Apple Chief Responds (Sort of) to Icahn’s Buyback Needling
Last week billionaire activist investor Carl Icahn, fresh of his months long, high profile wrangle with Michael Dell, publicly pressed Apple (AAPL) chief Tim Cook in an open letter to initiate a buyback of $150 billion in Apple shares at the current $525 a share price, “financed with debt or a mix of debt and cash on the balance sheet.”
Last week billionaire activist investor Carl Icahn, fresh of his months-long, high-profile wrangle with Michael Dell, publicly pressed Apple (AAPL) chief Tim Cook in an open letter to initiate a buyback of $150 billion in Apple shares at the current $525 a share price, “financed with debt or a mix of debt and cash on the balance sheet.”
In a somewhat strange move, Icahn used his new website, Shareholders’ Square Table, to post the full text of his letter. “While this would certainly be unprecedented because of its size, it is actually appropriate and manageable relative to the size and financial strength of your company,” Icahn wrote. “Apple generates more than enough cash flow to service this amount of debt and has $147 billion of cash in the bank.”
In a follow up Twitter post, a vehicle he used extensively to pester Dell chief Michael Dell in their dustup, Icahn wrote that Cook would be calling him after Apple posted its Q4 2013 results.
Who knows whether Cook has picked up the phone yet to call Icahn, but, without naming names, the Apple chief appeared to direct some of his prepared earnings call remarks in the investor's direction:
”We more than doubled the size of our capital return program to a $100 billion, including the largest share repurchase authorization in history and we become one of the largest dividend payers in the world.
In fact, we returned over $36 billion to shareholders to dividend and share repurchases in the last five quarters alone.
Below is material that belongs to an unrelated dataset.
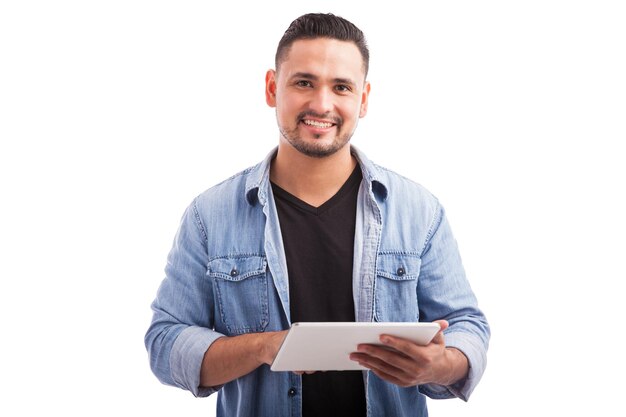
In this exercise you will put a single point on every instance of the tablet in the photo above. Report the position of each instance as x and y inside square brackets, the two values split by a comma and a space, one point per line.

We remain firmly committed to our objective of delivering attractive returns to shareholders through both our business performance and a return of capital. We review our capital program regularly and our orders engaged in the discussion of capital allocation on an ongoing basis.
We have solicited feedback on our capital return program from shareholders in the past. We greatly appreciated their suggestions and we will actively seek their input again this year.”
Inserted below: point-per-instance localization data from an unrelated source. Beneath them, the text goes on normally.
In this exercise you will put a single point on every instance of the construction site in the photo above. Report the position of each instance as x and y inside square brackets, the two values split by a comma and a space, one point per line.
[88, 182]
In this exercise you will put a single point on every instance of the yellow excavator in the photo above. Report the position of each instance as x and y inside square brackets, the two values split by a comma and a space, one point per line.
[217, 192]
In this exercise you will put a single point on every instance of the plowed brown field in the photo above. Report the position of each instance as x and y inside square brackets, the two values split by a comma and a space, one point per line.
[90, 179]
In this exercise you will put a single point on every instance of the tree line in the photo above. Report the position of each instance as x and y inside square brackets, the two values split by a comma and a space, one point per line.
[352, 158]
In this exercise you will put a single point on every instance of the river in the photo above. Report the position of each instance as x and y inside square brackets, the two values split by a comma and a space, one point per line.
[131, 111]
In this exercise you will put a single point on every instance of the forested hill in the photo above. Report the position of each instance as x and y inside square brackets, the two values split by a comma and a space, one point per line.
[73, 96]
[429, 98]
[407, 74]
Icahn, who bought $1.5 billion worth of Apple stock in August and says he has since increased his stake by 22 percent since then to 4.7 million shares, commands only 5 percent of the company but with some $2.5 billion in the game he’s bought himself a public voice in the vendor’s financial dealings, which he’s used to needle Cook to do something with Apple’s huge cash reserves.
Apple closed Q4 2013 with about $147 billion in cash, up $100 million from the prior quarter. About $35.5 billion of its cash hoard is squirreled away domestically with the remainder residing offshore.